# Puzzle Box Wood Movement



## DavidRa (13 Jan 2022)

I found some plans for a 5 movement puzzle box with the components made of 9mm hardwood , probably Walnut in my case. I will season the wood indoors for a couple of weeks then thickness to 9mm. The locking mechanism is 3mm .
My concern is that once made the wood, as it is so thin, will move/cup/bow and as it works by components sliding against each other in grooves/ dado’s it will cease to work as intended.

I could make it from 12mm but then the proportions may not look right.
Anyone made anything similar and/or thoughts on will it work long term?


thanks


----------



## profchris (13 Jan 2022)

I'd say the important thing is to select vertical grain boards (end on view like this: |||||||||||||||||||||||||||||).

These shrink/expand least across the grain, and shouldn't cup. Flat sawn boards are likely to give you problems.

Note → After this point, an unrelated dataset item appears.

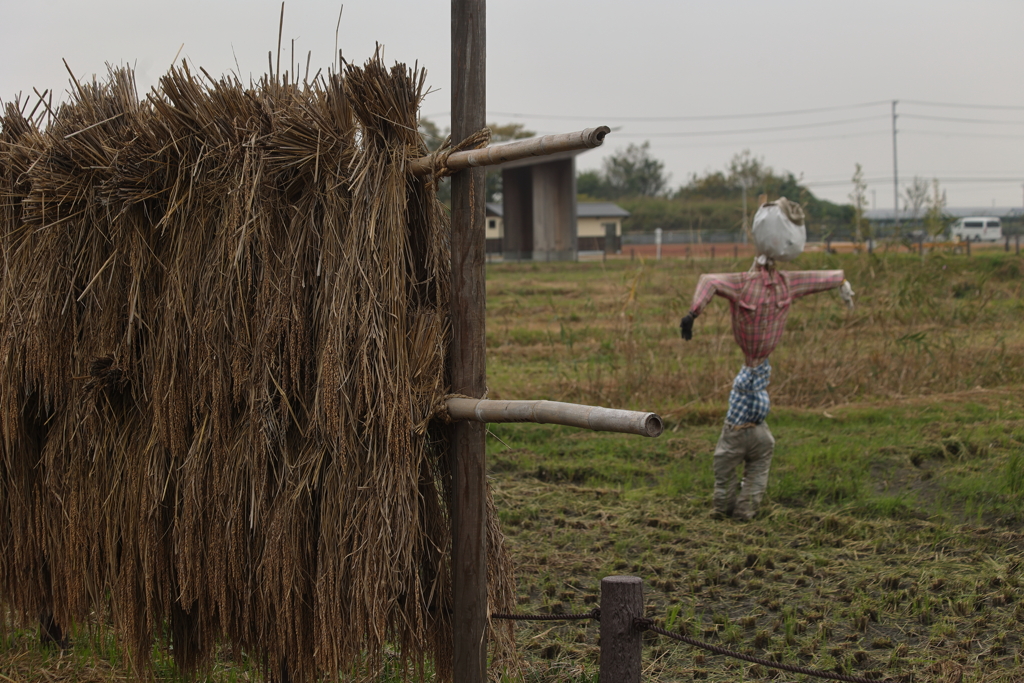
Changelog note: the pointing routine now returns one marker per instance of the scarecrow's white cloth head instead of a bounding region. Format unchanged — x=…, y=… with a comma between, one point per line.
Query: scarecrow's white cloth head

This is the preferred cut for musical instruments, and I have boards thicknessed to under 2mm which stay flat. They still expand/contract in width by around 2-5% as humidity changes, depending on species, but you can allow for that when designing. I believe Walnut is pretty stable, but I haven't worked with it much.


----------



## DavidRa (13 Jan 2022)

Thanks , that’s useful info. I have tried my local wood supplier and he says that quarter sawn is not available and when it is it is expensive. Out of interest can you recommend a source?


----------